Dá pra recuperar uma sessão do Claude Code depois que passou o prazo de retenção?
Não: o Claude Code guarda os transcripts por 30 dias por padrão e apaga os arquivos mais antigos que esse período. O que sobra nesse caso é o git (branch, working tree suja, commits recentes), o history.jsonl com os prompts digitados e o próprio código. A reconstrução nesse cenário é por leitura, não por memória de sessão.
Como mudar por quanto tempo o Claude Code guarda o histórico de sessões?
É a configuração cleanupPeriodDays, cujo padrão é 30 dias e o mínimo aceito é 1. Definir 0 não funciona: o Claude Code rejeita o valor com erro de validação. Se você reabre projetos parados com frequência, vale aumentar esse número pra não perder o transcript antes de voltar.
Qual a diferença entre claude –continue e claude –resume pra retomar um projeto parado?
claude –resume abre uma lista pra você escolher qual sessão retomar, e é por ele que vale começar numa retomada, já que depois de meses dificilmente você lembra qual conversa era a boa. claude –continue é o atalho: retoma direto a sessão mais recente daquele diretório, sem perguntar nada.

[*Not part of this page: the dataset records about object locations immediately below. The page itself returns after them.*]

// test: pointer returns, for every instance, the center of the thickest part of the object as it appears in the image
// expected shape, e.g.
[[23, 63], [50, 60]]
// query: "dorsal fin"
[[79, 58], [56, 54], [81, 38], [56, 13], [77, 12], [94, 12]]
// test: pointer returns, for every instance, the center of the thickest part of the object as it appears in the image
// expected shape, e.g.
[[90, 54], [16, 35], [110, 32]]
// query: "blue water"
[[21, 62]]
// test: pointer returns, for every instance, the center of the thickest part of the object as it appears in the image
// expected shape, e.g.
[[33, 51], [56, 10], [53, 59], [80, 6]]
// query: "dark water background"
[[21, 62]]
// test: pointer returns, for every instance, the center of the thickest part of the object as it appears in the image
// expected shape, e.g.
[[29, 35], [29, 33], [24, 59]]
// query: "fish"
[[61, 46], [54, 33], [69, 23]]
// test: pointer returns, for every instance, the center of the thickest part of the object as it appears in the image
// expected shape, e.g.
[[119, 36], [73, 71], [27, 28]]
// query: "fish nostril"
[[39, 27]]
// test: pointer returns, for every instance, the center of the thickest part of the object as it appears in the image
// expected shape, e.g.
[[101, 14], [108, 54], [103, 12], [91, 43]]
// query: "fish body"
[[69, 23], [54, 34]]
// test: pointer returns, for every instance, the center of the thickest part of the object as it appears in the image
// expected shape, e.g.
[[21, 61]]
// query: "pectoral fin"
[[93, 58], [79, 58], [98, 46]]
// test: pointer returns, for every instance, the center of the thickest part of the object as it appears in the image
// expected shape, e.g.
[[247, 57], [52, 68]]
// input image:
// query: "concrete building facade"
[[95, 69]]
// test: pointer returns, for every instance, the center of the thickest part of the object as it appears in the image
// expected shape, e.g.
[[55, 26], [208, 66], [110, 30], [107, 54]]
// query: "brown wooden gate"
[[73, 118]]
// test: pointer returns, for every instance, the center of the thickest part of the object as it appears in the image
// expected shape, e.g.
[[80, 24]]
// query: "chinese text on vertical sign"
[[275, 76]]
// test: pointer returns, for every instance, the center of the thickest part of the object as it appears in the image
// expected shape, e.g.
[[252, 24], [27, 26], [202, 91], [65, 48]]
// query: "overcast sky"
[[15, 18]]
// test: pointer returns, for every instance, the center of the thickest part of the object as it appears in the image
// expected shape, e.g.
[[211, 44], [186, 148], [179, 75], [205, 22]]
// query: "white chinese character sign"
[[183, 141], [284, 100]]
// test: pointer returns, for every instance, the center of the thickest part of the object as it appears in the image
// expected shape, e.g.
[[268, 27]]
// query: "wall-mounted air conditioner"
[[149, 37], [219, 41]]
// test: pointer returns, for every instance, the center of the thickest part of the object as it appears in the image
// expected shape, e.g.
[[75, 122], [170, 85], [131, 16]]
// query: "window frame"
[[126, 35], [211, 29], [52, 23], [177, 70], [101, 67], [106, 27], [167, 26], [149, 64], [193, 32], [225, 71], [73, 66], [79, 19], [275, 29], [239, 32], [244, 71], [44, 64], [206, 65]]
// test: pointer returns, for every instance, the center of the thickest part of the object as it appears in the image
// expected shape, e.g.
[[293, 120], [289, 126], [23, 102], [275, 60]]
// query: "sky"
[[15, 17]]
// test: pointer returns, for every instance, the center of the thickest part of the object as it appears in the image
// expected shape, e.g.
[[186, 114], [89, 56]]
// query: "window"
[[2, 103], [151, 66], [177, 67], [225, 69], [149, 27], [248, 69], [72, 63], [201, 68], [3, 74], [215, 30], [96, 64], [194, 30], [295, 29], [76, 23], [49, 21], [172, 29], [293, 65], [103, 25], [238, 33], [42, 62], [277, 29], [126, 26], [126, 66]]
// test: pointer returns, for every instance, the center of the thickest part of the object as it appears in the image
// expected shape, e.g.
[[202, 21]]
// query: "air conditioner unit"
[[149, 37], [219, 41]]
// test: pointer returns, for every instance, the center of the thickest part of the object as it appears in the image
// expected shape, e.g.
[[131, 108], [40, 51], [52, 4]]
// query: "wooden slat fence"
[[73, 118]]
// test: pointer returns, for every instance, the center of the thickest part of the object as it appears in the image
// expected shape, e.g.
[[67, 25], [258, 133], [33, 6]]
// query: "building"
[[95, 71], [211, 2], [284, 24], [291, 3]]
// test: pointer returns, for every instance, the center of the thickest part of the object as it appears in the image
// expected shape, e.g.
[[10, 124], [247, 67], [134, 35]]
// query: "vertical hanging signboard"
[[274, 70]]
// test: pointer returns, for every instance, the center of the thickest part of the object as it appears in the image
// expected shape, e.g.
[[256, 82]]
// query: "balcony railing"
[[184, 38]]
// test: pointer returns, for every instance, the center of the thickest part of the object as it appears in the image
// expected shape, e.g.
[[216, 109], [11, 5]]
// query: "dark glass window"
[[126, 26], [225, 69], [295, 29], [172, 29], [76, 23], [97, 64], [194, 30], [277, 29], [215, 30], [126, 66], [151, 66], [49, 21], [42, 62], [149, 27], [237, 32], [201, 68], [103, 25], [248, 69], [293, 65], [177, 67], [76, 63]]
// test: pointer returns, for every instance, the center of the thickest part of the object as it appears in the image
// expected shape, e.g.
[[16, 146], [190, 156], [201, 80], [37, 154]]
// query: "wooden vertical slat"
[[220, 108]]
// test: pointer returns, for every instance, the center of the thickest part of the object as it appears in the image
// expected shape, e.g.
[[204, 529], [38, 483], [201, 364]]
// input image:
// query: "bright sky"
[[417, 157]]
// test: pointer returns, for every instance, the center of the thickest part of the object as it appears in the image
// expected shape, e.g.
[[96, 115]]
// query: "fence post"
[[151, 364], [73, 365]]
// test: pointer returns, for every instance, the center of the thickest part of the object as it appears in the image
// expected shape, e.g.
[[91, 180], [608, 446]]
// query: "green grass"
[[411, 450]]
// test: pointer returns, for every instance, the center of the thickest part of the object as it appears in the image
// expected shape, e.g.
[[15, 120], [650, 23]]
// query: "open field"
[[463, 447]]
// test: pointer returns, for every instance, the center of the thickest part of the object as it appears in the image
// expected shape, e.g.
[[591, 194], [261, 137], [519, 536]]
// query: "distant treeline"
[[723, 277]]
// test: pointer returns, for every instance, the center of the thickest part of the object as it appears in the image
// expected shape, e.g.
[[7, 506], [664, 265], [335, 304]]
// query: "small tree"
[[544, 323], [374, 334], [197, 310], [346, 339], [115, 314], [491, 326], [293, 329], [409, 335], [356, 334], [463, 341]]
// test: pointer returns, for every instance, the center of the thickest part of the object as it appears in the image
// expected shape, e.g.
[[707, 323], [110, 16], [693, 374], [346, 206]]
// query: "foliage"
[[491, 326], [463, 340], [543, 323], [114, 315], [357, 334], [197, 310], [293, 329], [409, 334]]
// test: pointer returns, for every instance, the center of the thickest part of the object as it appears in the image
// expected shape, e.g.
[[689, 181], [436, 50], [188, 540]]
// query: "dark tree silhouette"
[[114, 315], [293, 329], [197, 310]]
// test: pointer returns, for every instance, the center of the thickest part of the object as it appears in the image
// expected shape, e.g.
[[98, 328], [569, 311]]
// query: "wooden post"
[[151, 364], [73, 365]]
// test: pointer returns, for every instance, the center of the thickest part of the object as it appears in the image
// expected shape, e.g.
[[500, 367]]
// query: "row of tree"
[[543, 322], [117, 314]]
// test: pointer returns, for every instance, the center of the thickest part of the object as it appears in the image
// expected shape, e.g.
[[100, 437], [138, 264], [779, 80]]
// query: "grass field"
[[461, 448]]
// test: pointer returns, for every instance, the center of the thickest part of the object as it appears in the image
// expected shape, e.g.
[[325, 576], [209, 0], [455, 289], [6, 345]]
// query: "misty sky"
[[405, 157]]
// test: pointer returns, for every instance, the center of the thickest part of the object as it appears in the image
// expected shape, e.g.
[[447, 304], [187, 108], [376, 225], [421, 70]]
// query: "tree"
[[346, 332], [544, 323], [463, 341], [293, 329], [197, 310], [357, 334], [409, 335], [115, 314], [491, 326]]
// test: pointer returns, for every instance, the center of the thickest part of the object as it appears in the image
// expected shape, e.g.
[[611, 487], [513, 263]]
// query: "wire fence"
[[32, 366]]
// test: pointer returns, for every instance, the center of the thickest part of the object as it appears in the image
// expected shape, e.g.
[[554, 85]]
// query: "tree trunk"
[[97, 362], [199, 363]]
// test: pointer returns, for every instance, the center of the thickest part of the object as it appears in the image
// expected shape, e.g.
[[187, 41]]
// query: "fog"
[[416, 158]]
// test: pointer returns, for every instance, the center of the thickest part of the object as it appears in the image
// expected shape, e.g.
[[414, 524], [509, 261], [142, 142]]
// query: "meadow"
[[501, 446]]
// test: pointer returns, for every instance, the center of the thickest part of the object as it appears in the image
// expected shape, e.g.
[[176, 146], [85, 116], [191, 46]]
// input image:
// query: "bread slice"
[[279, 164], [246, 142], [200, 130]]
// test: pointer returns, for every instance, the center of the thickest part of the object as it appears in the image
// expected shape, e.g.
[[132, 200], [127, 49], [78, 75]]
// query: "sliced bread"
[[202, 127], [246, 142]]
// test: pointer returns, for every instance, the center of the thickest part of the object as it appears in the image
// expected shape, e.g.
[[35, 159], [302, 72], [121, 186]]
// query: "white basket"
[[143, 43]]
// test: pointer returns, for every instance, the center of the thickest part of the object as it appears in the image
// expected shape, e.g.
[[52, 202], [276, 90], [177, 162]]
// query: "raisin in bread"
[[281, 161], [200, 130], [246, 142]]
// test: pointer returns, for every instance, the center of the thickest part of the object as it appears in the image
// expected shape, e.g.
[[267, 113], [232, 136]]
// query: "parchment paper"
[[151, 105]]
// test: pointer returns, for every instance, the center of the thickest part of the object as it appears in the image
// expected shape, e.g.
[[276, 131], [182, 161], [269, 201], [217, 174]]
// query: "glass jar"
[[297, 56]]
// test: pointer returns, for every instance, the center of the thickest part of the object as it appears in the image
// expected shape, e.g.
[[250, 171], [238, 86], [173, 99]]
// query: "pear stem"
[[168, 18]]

De dentro de uma sessão já em execução, o /resume faz o mesmo por ID, por nome ou pelo seletor.
É seguro reabrir um projeto antigo se o Claude Code leu credenciais numa sessão passada?
Os transcripts e o history.jsonl ficam em texto puro, sem criptografia em repouso, então a única proteção é a permissão de arquivo do sistema operacional. Se algum comando imprimiu uma credencial na tela ou o Claude leu um .env, isso foi gravado no arquivo da sessão. Pra projetos sensíveis, considere rodar claude project purge depois de usar.